Così, ceteris paribus, in Etiopia la transizione democratica della libertà sta facendo venire fuori tutte le tensioni e i dolori passati di quello che potremmo chiamare Stato militare. Il processo di cambiamento per essere effettivo non può che essere graduale perché non si può cambiare una classe dirigente in un istante. Nel contempo chi sostiene Abiy Ahmed chiede risultati immediati, vuole vedere i fatti ed è questa la tenaglia in cui si trova ogni riformatore: andare più veloce dell’orizzonte delle aspettative dei suoi sostenitori e superare l’inerzia dei suoi detrattori. Dopo che per trent’anni il Tplf ha portato avanti l’idea di un Paese fatto di Stati mono-etnici (creati dalla costituzione federale introdotta nel 1995) dove le minoranze sono invitate ad andarsene.

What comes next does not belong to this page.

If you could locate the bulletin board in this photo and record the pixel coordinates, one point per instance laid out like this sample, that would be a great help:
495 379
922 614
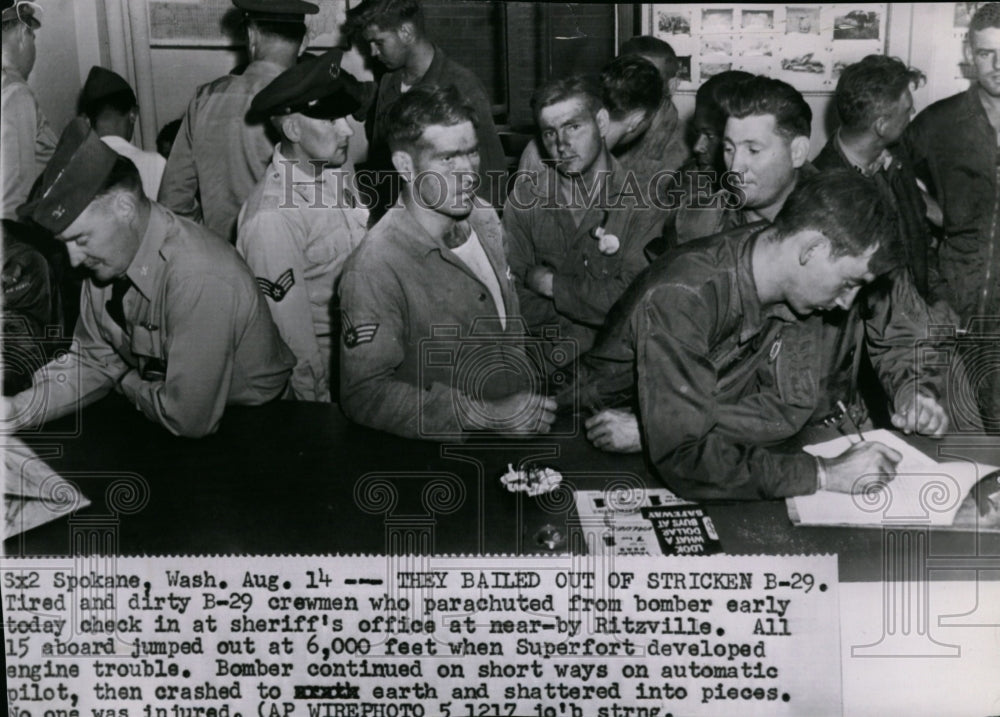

C’è stata una politicizzazione costante dell’etnia che ha fossilizzato una società caratterizzata dalla sua fluidità, eterogeneità e ibridità: un mondo sociale di identità multiple. Ora Abiy tira fuori il medemer (mischiarsi, fare sinergia) «trovare una sintesi tra punti di vista diversi e persino contrari» che però, allo stato dei fatti, rischia di farlo diventare un riformista che promuove il cambiamento più con la forza delle armi che della democrazia.
Nel suo libro intitolato appunto Medemer Abiy condanna i «ladri che indossano cravatte negli uffici governativi» e usano le risorse pubbliche per i loro benefici personali e accettano tangenti. Sostiene che la democrazia liberale è basata sulla cultura liberale europea e non si adatta all’Etiopia che non è in grado nemmeno di nutrirsi, per questo l’Etiopia ha bisogno di una filosofia indipendente ed etiope: il medemer. Sostiene che introdurre il liberalismo in un Paese con una popolazione analfabeta e affamata è sbagliato. Spiega, poi, che l’assenza dello sviluppo è causata dalla mancanza di legittimità dell’Etiopia come Stato. A suo avviso chi ha governato l’Etiopia ha passato più tempo a cercare di legittimare l’Etiopia come Stato più che a soddisfare i bisogni della popolazione. Ma questa incapacità di soddisfare i bisogni ha creato malcontento che a sua volta ha portato a rivolte e alla perdita della legittimità ricercata: l’esistenza dello Stato etiope è stata garantita solo attraverso l’oppressione.
Le istituzioni sono di per sé carne senza anima, hanno bisogno di una cultura democratica altrimenti possono essere esse stesse strumenti di oppressione. Per Abiy, oltre le debolezze citate, l’instabilità dell’Etiopia dipende dall’assenza dei valori di libertà e fraternità. E poi prosegue sostenendo che la rappresentanza etnica è uno dei problemi che di fatto indebolisce una leadership basata sul merito. Sarà necessario molto tempo, molta cura e un’intensa attenzione da parte della comunità internazionale che dovrà necessariamente scegliere per quale Etiopia cooperare: ondeggiare non è possibile.